Le origini dell’istituto e la sua introduzione nell’ordinamento italiano
La valutazione di impatto ambientale (v.i.a.) è un istituto di origine statunitense che ha trovato attuazione in tale ordinamento a seguito dell’approvazione da parte del Congresso, il 31 dicembre 1969, del National Environmental Policy Act; successivamente, precisamente nel 1985, l’istituto è stato introdotto anche nell’ordinamento comunitario con la direttiva del Consiglio n. 85/337/CEE.
Tale direttiva imponeva agli stati membri l’introduzione nell’ordinamento nazionale della procedura di valutazione di impatto ambientale su determinate opere, le quali possono comportare un impatto ambientale “importante”, contemplate in due elenchi allegati.
Il primo indica alcune classi di progetti di maggiore rilievo, sui quali l’effettuazione della procedura ordinaria è obbligatoria; il secondo elenco contiene un’ampia indicazione di tipologie progettuali per le quali è rimessa alla discrezionalità dello Stato membro la scelta sull’assoggettamento alla procedura di VIA.
In tal caso lo Stato è tenuto ad indicare in modo puntuale tipologie, criteri di selezione, soglie limite per l’applicazione della procedura secondo modalità predeterminate nell’allegato.
Per quanto riguarda l’ordinamento italiano, la v.i.a. è ivi stata introdotta in maniera graduale, con successive attuazioni parziali della direttiva comunitaria di cui sopra.
A tal proposito si deve menzionare anzitutto l’art.6 della legge istitutiva del Ministero dell’Ambiente[4]: essa dettava una disciplina transitoria della v.i.a. per le sole opere menzionate nell’allegato I della direttiva, impegnando il Governo a presentare al Parlamento entro sei mesi un disegno di legge relativo al completo recepimento delle disciplina comunitaria in materia di v.i.a.
Nessuna normativa organica della valutazione di impatto ambientale fu, tuttavia, emanata nel termine previsto dalla legge suddetta ed il regime transitorio si è, dunque, protratto ben oltre il periodo di tempo originariamente stabilito.
Nel frattempo venivano emanate elaborate ulteriori disposizioni normative volte a disciplinare singoli aspetti dell’istituto in esame, tra le quali,in particolare, gli artt. 14-14 quater della l. n. 241/90 e succ. mod., che disciplinano la procedura di v.i.a. in relazione all’istituto della conferenza di servizi.

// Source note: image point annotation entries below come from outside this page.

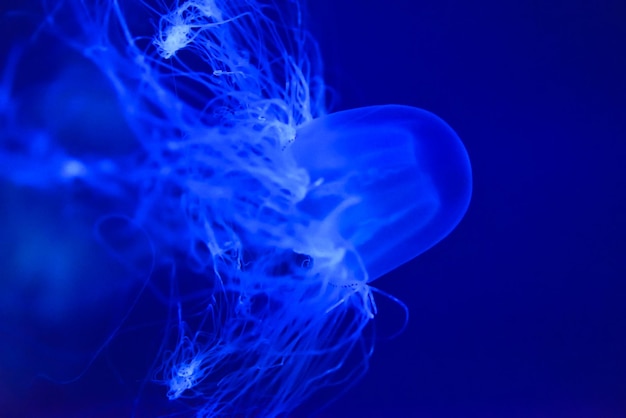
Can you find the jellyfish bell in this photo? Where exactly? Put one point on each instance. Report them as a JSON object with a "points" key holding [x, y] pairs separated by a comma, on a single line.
{"points": [[404, 170]]}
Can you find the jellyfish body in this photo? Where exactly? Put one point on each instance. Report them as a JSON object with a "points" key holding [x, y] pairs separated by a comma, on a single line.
{"points": [[405, 169], [272, 215]]}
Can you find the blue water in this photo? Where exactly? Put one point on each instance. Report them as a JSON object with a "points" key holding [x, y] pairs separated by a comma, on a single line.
{"points": [[519, 312]]}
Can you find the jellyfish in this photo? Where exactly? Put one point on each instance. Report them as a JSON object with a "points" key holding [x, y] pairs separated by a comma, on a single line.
{"points": [[271, 215]]}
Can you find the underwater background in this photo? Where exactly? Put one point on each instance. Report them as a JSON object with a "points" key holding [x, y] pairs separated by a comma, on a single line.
{"points": [[521, 310]]}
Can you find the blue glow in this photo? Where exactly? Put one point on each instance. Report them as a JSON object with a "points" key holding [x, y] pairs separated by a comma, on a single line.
{"points": [[224, 169]]}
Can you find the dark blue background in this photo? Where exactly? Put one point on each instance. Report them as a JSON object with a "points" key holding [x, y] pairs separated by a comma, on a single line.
{"points": [[521, 311]]}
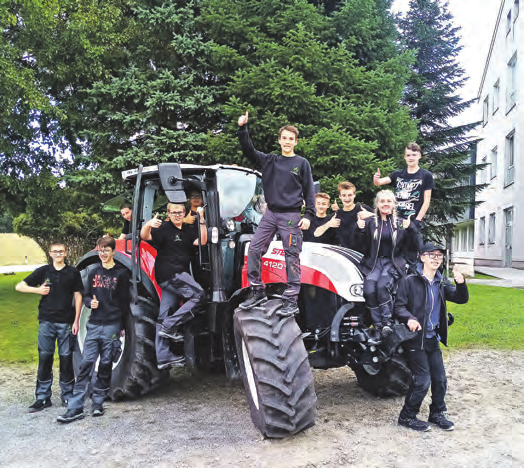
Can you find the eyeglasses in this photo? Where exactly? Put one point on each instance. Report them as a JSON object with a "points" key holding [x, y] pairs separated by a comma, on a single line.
{"points": [[435, 256]]}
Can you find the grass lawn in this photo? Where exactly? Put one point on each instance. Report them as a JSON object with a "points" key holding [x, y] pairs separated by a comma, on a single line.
{"points": [[493, 318]]}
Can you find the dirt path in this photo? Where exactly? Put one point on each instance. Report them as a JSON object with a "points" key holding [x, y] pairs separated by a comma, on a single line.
{"points": [[205, 422]]}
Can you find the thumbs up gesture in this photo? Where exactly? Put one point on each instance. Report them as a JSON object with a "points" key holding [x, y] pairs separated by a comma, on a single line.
{"points": [[334, 221], [376, 177], [155, 222], [242, 120]]}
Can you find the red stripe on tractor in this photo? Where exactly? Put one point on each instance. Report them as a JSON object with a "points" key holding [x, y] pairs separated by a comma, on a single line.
{"points": [[308, 276]]}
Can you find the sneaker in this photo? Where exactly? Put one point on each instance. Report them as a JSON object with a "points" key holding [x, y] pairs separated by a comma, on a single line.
{"points": [[178, 361], [256, 297], [288, 309], [71, 415], [170, 335], [98, 410], [414, 423], [39, 405], [441, 421]]}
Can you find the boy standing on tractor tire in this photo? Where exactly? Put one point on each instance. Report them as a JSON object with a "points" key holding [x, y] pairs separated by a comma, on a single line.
{"points": [[107, 295], [288, 183], [421, 304], [174, 241], [60, 286]]}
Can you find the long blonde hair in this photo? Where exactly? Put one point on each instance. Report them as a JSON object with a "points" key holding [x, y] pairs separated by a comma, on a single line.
{"points": [[378, 196]]}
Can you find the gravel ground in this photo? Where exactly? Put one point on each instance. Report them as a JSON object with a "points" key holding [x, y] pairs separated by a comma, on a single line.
{"points": [[204, 422]]}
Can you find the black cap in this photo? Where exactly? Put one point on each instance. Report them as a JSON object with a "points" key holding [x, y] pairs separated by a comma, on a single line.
{"points": [[430, 247]]}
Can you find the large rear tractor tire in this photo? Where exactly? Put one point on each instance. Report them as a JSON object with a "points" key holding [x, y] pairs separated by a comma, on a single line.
{"points": [[392, 378], [275, 368]]}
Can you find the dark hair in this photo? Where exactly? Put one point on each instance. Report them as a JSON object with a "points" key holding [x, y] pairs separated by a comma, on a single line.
{"points": [[414, 147], [106, 242]]}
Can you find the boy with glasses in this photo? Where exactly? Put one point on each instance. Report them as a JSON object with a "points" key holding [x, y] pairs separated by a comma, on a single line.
{"points": [[107, 295], [421, 304], [60, 286], [174, 241]]}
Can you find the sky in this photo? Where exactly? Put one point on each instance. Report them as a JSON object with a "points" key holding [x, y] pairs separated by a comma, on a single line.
{"points": [[477, 19]]}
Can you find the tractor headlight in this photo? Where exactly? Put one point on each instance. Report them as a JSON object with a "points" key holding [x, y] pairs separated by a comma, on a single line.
{"points": [[356, 289]]}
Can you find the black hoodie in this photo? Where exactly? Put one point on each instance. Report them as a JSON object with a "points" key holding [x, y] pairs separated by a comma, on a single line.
{"points": [[111, 288]]}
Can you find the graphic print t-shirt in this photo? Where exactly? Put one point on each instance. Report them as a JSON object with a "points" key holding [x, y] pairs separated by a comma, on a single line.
{"points": [[409, 190]]}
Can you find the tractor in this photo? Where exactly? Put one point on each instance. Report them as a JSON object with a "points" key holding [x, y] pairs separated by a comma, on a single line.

Altro atto normativo rilevante in questo contesto è stato il d.p.r. 12 aprile 1996 e succ.mod., “atto d’indirizzo e coordinamento” della potestà legislativa delle Regioni in tema di v.i.a., sulla base del quale è stata elaborata una copiosa legislazione regionale.
A tale frammentario corpus normativo si aggiunsero, poi, gli artt.34, 35 e 71 del d. lgs.112/98, concernenti il riparto delle competenze tra Stato e Regioni in materia di v.i.a. oltre a numerose previsioni contenute nella c.d. “legislazione di settore”.
Ad una disciplina organica dell’ istituto in esame si arriva con il d.lgs.152/06 (c.d. Codice dell’ambiente).
In particolare, alla v.i.a. è dedicato l’intero Titolo III della Parte II di tale decreto. Si deve sottolineare che la Corte di Giustizia dell’Unione Europea ha censurato, all’indomani dell’emanazione del suddetto decreto, l’incompletezza della disciplina di recepimento elaborata dal nostro ordinamento ed, infatti, non è un caso che siano stati emanati, nel 2008 e nel 2010, due successivi decreti correttivi al suddetto d.lgs.152/06.